Another Reason to Avoid constantize in Rails

Backstory

Recently, a friend asked me if just calling constantize on user input was dangerous, even if subsequent code did not use the result:

params[:class].classify.constantize

Brakeman generates a “remote code execution” warning for this code:

Confidence: High
Category: Remote Code Execution
Check: UnsafeReflection
Message: Unsafe reflection method `constantize` called with parameter value
Code: params[:class].classify.constantize
File: app/controllers/users_controller.rb
Line: 7

But why? Surely just converting a string to a constant (if the constant even exists!) can’t be dangerous, right?

Coincidentally, around that same time I was looking at Ruby deserialization gadgets - in particular this one which mentions that Ruby’s Digest module will load a file based on the module name. For example, Digest::A will try to require 'digest/a':

2.7.0 :001 > require 'digest'
 => true 
2.7.0 :002 > Digest::Whatever
Traceback (most recent call last):
        5: from /home/justin/.rvm/rubies/ruby-2.7.0/bin/irb:23:in `<main>'
        4: from /home/justin/.rvm/rubies/ruby-2.7.0/bin/irb:23:in `load'
        3: from /home/justin/.rvm/rubies/ruby-2.7.0/lib/ruby/gems/2.7.0/gems/irb-1.2.1/exe/irb:11:in `<top (required)>'
        2: from (irb):2
        1: from /home/justin/.rvm/rubies/ruby-2.7.0/lib/ruby/2.7.0/digest.rb:16:in `const_missing'
LoadError (library not found for class Digest::Whatever -- digest/whatever)

The Digest library uses the const_missing hook to implement this functionality.

This made me wonder if constantize and const_missing could be connected, and what the consequences would be.

Constantizing in Rails

The constantize method in Rails turns a string into a constant. If the constant does not exist then a NameError will be raised.

However, it is possible to hook into the constant lookup process in Ruby by defining a const_missing method.

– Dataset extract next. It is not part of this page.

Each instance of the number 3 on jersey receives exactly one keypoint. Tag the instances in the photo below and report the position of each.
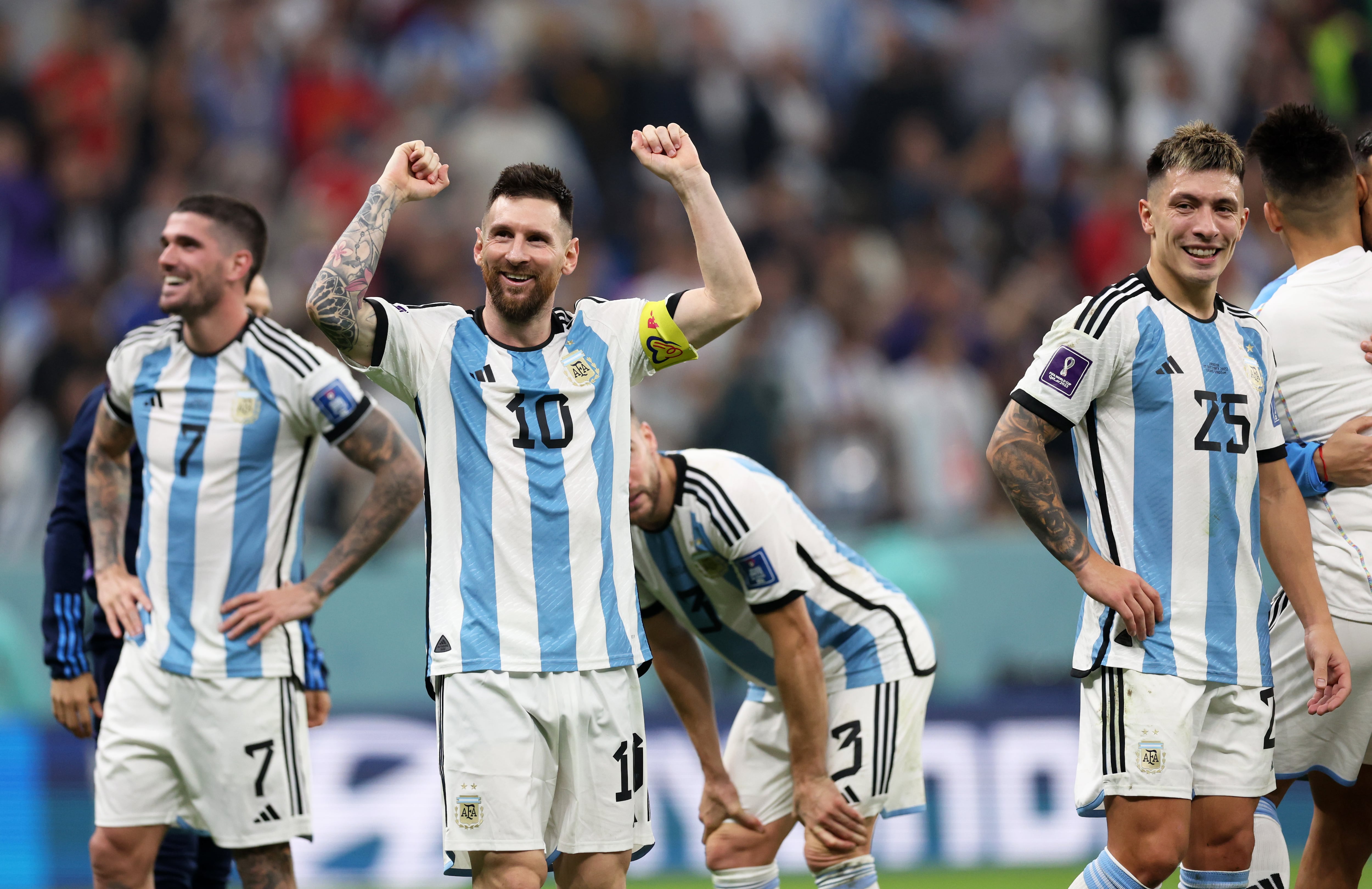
(541, 407)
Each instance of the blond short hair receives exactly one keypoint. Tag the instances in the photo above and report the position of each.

If a constant cannot be found in a given module, and that module has const_missing defined, then const_missing will be invoked.

2.7.0 :001 > module X
2.7.0 :002 >   def self.const_missing(name)
2.7.0 :003 >     puts "You tried to load #{name.inspect}"
2.7.0 :004 >   end
2.7.0 :005 > end
 => :const_missing 
2.7.0 :006 > X::Hello
You tried to load :Hello
 => nil

If const_missing is implemented with behavior based on the constant name, such as loading a file or creating a new object, there is an opportunity for malicious behavior.

Some Vulnerable Gems

Fortunately, const_missing is not used very often. When it is, the implementation is not usually exploitable.

Searching across ~1300 gems, I found only ~40 gems with a const_missing implementation.

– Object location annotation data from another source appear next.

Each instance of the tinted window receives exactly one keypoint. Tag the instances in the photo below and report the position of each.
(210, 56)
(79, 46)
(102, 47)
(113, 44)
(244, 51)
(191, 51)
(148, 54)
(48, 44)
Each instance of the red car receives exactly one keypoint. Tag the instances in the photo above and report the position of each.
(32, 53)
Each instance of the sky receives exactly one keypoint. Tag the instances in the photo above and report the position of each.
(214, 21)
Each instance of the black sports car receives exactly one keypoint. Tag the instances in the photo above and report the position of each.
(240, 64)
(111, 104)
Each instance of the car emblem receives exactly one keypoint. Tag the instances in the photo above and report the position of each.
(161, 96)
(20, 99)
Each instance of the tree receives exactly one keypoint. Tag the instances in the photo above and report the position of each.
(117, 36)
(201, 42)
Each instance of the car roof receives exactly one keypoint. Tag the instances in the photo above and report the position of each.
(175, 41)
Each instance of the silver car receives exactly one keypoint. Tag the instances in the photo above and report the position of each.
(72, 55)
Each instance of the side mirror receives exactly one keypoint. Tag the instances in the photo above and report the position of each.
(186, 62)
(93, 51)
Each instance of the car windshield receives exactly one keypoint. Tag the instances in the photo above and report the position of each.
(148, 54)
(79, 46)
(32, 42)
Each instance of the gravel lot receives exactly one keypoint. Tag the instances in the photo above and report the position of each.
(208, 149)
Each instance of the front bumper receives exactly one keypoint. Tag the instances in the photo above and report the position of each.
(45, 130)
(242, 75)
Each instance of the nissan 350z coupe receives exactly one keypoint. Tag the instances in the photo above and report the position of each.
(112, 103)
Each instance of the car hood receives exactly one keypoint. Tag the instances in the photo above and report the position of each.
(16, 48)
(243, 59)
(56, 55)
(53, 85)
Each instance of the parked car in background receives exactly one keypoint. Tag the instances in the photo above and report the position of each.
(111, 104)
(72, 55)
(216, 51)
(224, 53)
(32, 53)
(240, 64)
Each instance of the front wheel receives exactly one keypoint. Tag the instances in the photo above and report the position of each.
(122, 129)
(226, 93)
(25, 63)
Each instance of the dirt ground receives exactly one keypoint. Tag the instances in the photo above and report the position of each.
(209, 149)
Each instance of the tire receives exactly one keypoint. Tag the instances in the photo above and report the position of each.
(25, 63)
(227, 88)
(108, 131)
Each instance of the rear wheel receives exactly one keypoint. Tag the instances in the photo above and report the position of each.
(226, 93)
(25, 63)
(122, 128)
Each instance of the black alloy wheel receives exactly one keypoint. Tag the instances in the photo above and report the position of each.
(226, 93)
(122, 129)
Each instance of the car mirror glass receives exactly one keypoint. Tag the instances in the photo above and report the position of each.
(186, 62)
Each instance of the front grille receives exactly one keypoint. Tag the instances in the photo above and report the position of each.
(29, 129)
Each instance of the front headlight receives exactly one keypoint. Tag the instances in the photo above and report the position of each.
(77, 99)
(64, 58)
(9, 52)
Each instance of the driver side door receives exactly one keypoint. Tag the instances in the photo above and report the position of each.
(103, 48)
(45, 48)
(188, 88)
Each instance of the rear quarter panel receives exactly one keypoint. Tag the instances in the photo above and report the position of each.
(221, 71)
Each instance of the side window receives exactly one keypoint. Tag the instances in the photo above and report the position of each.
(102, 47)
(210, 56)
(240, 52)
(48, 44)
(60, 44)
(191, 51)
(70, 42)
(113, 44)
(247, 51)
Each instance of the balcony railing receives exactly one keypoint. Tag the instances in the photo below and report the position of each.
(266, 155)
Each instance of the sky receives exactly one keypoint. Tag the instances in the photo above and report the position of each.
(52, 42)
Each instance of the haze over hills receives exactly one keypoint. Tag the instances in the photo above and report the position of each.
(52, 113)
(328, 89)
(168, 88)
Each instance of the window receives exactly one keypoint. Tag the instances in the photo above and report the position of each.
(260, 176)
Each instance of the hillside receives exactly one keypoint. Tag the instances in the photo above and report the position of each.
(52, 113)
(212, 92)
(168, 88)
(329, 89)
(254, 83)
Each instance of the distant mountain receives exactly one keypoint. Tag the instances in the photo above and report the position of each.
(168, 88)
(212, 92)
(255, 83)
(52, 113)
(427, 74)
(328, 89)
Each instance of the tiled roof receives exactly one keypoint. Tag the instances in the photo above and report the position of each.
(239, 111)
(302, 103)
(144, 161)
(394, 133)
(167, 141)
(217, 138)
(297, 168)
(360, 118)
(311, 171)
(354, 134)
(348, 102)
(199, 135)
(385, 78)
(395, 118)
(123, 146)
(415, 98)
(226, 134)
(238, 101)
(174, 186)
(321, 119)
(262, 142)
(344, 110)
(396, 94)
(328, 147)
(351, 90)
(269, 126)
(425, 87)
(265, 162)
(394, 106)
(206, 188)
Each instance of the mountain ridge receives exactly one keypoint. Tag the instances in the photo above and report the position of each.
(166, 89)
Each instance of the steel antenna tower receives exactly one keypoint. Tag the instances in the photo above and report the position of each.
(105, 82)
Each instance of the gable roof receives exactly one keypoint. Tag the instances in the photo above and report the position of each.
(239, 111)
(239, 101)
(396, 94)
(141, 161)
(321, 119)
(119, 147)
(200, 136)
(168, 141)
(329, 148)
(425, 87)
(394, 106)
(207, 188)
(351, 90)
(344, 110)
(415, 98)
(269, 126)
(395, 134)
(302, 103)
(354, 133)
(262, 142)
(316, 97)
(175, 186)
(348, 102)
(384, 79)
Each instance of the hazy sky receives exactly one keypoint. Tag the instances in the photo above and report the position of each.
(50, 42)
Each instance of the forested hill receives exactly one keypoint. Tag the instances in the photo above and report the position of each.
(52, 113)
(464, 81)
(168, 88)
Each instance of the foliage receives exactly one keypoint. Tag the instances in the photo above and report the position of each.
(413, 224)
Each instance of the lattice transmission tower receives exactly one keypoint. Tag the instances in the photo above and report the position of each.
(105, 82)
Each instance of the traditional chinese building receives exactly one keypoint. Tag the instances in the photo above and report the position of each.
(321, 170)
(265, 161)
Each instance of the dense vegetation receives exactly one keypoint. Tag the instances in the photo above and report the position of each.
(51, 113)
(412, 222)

Of those, the majority were not exploitable because they checked the constant name against expected values or called const_get which raises an exception if the constant does not exist.

One gem, coderay, loads files based on constant names like the Digest library. Also like the Digest library, this does not appear to be exploitable because the files are limited to a single coderay directory.

The next two gems below have memory leaks, which can enable denial of service attacks through memory exhaustion.

Temple

The Temple gem is a foundational gem used by Haml, Slim, and other templating libraries.

In Temple, there is a module called Temple::Mixins::GrammarDSL that implements const_missing like this:

def const_missing(name)
  const_set(name, Root.new(self, name))
end

The method creates a new constant based on the given name and assigns a new object.

This is a memory leak since constants are never garbage collected. If an attacker can trigger it, they can create an unlimited number of permanent objects, using up as much memory as possible.

Unfortunately, it is easy to exploit this code.

Temple::Grammar extends Template::Mixins::GrammarDSL and is a core class for Temple. Let’s see if it is loaded by Haml, a popular templating library often used with Rails:

2.7.0 :001 > require 'haml'
 => true 
2.7.0 :002 > Temple::Grammar
 => Temple::Grammar 

Great! What happens if we try to reference a module that definitely does not exist?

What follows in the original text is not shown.